I forgot to add however that if you are a investor buying a average condo in vegas(not a hi rise) than they are all pretty much good deals. A typical 1000 sq ft 2 bed/2 bath condo cost about 85k in 1995 about 85 k in 2000 and about 200k in 2006. They are now 50-60k. of course there are no loans available for any of these units so it must be all cash. eventually in a year or two financing for these units will come back – in which case the price will go back to the mean-85k – overnight.
Jim, this guy David Rosenberg in Canada (super bear) claiming no *new* home sold in the USA for over 750k in July. Can you call bunk on that?

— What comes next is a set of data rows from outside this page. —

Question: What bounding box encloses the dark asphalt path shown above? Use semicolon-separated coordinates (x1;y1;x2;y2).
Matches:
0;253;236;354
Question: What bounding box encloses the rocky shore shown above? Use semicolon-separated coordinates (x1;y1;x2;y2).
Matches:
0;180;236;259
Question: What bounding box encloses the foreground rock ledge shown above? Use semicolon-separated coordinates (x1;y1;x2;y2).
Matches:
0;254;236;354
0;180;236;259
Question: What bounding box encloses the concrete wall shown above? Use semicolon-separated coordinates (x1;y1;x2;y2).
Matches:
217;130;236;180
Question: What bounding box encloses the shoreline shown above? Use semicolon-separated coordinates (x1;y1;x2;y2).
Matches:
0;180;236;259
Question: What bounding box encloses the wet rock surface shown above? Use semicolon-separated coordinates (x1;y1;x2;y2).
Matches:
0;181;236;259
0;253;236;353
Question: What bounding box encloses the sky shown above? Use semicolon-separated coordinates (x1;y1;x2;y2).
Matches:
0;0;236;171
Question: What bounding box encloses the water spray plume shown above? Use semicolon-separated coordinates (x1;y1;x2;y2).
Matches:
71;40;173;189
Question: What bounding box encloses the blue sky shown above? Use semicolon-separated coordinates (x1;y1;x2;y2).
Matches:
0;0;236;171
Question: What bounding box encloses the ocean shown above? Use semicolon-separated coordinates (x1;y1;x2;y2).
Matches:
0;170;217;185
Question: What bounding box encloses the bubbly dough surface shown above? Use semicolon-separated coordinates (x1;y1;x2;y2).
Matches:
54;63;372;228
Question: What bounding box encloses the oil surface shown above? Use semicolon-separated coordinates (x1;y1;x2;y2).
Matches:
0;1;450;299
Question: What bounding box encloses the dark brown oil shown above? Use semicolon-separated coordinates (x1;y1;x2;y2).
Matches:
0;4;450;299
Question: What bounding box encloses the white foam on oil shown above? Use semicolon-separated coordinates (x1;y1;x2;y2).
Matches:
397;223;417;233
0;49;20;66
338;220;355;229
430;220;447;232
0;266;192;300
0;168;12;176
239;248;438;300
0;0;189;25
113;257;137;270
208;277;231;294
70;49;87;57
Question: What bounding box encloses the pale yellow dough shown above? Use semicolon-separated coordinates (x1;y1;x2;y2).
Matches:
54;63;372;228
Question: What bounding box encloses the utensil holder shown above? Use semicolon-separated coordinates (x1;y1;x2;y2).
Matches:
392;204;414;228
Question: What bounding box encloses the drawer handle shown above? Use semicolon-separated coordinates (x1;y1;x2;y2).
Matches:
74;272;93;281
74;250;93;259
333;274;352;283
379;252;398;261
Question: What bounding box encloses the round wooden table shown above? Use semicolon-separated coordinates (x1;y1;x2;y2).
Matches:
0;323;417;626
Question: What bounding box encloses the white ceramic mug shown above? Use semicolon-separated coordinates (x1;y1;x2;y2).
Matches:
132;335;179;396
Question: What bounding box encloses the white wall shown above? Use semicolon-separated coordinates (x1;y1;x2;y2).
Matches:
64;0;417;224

http://www.zerohedge.com/article/rosenberg-explains-why-not-one-new-home-priced-over-750000-sold-july
vegasandre, financing won’t come back if the condos are investor owned and/or rentals.
Vegasandre, are you seeing60k condos on the strip? I haven’t seen too many condos in the nicer areas dip into the 60ks yet…what part are you talking about?
Just the average off the strip area more residential type areas all around the valley. This is a typical price. many are condo conversions but they are also usually newer built after 2000. I am pretty sure there will be some kind of financing for these in a couple years – probably some sort of 20-30% down type conventional loans. but they will come back even with a 60-70% investor owned rate in the complexes. However this will not apply to the hi rise or condo tel units. I do not see a potential for financing those type units even in the long term.